Text similarity calculation function: the platform supports MinHashLSH method currently. Aggregate modeling for the text content under preset conditions, including: screening data, selecting similarity calculation methods, similarity thresholds, etc.
1. MinHashLSH Model Introduction
(1) Jaccard index
Given sets A and B, the Jaccard coefficient is defined as the ratio of the number of elements in the intersection of A and B to the number of elements in the union of A and B, namely: J(A, B) = |A∩B| / |A∪B| = |A∩B| / (|A| + |B| – |A∩B|), used to compare the similarity and difference between finite sample sets, the larger the coefficient value, the higher the similarity. For example, A = {a,b,c,d},B = {c,d,e,f}, then the Jaccard similarity coefficient is 2/6=0.33.
(2). MinHash
MinHash is different from the traditional hash algorithm in that it no longer randomly maps the text content to the signature value, but the signature that can satisfy the similar text is also similar. The basic principle is that in the random domain of A∪B, the probability of the selected element falling in the area of A∩B is equal to the Jaccard similarity, which can be used for large-scale clustering.
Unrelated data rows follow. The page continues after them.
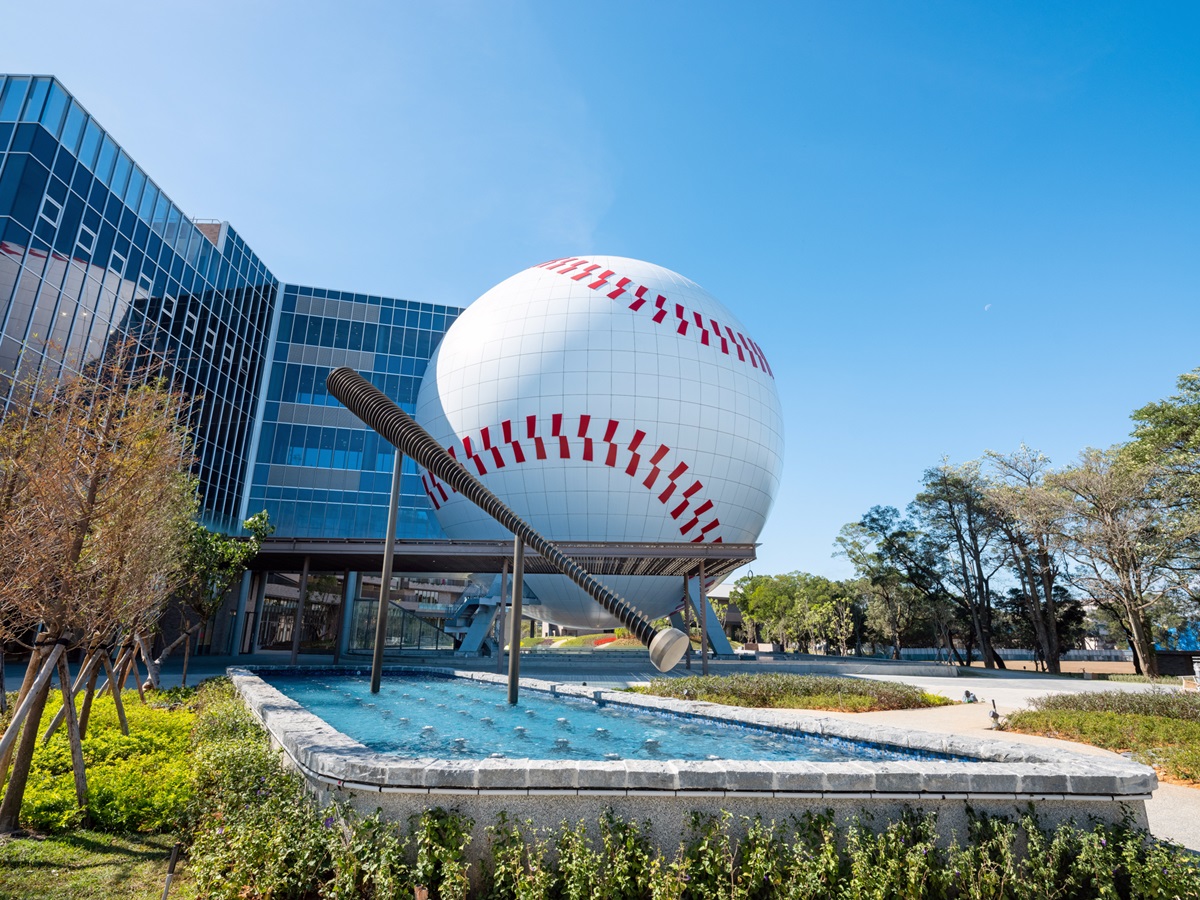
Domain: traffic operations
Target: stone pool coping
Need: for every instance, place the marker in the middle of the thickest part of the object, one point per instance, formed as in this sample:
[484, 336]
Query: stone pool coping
[999, 772]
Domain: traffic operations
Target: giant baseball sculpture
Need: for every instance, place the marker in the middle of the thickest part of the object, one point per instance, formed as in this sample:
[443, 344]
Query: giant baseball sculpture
[373, 407]
[605, 400]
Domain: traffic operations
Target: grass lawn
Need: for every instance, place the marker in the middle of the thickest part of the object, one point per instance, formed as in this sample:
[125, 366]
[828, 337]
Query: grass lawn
[90, 865]
[795, 691]
[1161, 729]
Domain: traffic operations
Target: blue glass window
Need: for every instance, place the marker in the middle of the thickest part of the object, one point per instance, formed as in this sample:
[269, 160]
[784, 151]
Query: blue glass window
[36, 100]
[137, 179]
[106, 160]
[90, 144]
[159, 221]
[73, 129]
[55, 106]
[120, 173]
[148, 199]
[13, 99]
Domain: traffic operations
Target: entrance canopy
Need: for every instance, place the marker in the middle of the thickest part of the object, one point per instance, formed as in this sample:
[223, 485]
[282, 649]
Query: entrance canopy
[598, 558]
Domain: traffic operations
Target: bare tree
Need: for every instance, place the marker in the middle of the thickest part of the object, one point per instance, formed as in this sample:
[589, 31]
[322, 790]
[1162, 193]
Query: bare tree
[97, 496]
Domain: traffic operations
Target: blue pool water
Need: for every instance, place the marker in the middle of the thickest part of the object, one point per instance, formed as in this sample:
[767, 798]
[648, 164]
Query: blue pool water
[453, 718]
The specific operation is to randomly arrange the n dimensions of A and B (that is, the index is randomly scrambled), and take the first non-zero index value of the vector A and B respectively as the MinHash value, then the probability P(minHash(A) = minHash(B)) = Jaccard(A,B).
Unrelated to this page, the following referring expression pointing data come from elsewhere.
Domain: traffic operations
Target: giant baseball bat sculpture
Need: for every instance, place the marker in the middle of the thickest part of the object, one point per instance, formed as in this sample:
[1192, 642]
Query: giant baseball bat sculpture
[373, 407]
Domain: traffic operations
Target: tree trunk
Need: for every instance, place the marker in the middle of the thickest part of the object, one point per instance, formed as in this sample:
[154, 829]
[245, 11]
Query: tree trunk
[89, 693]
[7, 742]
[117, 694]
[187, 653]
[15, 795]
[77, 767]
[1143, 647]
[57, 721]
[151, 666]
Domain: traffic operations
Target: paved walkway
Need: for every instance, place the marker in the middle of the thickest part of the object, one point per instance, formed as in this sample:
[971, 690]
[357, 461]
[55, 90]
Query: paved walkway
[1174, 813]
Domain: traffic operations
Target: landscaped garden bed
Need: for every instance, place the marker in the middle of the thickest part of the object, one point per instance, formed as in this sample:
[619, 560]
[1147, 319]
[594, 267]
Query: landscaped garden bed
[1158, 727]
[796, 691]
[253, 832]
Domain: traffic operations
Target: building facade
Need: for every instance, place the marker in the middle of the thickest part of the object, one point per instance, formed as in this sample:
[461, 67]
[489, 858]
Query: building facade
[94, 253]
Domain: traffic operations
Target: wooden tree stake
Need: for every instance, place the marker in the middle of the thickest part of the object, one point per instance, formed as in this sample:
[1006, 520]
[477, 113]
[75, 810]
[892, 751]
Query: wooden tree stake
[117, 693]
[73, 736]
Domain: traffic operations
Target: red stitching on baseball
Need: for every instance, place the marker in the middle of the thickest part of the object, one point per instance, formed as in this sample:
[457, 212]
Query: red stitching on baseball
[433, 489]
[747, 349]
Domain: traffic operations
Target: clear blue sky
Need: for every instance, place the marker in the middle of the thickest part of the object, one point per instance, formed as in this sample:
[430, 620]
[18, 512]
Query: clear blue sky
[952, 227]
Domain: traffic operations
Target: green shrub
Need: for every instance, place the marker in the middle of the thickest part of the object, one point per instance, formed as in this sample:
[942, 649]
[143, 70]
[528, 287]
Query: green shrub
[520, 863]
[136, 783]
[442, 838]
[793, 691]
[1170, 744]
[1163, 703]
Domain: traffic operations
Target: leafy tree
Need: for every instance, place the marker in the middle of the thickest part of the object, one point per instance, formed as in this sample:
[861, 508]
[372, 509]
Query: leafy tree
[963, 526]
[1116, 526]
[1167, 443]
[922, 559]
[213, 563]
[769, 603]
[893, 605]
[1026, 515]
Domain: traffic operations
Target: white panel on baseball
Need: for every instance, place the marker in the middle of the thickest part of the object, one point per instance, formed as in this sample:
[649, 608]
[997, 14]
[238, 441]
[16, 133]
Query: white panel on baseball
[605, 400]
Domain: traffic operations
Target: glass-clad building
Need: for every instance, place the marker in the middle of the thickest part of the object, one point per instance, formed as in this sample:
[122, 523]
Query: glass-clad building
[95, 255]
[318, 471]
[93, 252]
(3). LSH (Locality Sensitive Hashing)
Minhash solves the operation of high-dimensional sparse vectors, but the time complexity of comparing sets pairwise is still O(n2). If the number of sets is extremely large, we hope to compare only those sets with high similarity, and ignore the collections with very low similarity. Locality-sensitive hashing (LSH) is the solution to this problem. LSH is an algorithmic technique that hashes similar input items into the same “buckets” with high probability. The basic idea is that the points in the original space are similar (similar). After being mapped by the LSH hash function, there is a high probability that the hash value is the same; and for two points that are far apart (not similar), the probability that the hash values are equal after mapping is small.
2. Algorithm Description
When calculating text similarity, first obtain the document-term matrix, such as:
Among them, S1, S2, and S3 represent documents. The first column number 0-5 represents the row number, which is the word. In the other parts, 1 means that the document S has this word, and 0 means that the document S does not have this word. Next, use the hash function to generate the line number sequence, such as (x+1)mod5, (3x+1)mod5, then the two hash functions generate the line number sequence:
By traversing the values in the matrix, skipping for 0; and for 1, check the row number generated by the hash function, find the value with the smallest row number as the value of the hash output, and finally get the following matrix:
Now, the similarity of S1, S2, J(S1, S2)=0/3=0. The rationality of Minhash calculation is that the probability that the minhash value of the random row arrangement of the two sets is equal is equal to the Jaccard similarity of the two sets. For two sets A and B, there are three states for each row: (1) A and B sets have this word; (2) A and B sets do not have this word; (3) A and B sets have only one The collection has this word. If the number of rows belonging to states (1), (2), and (3) are n1, n2, and n3 in sequence, then Jaccard(A,B)=n1/(n1+n3); since the arrangement is random, then The probability of encountering (1) before encountering (3) is n1/(n1+n3), which is exactly equal to the Jaccard coefficient value.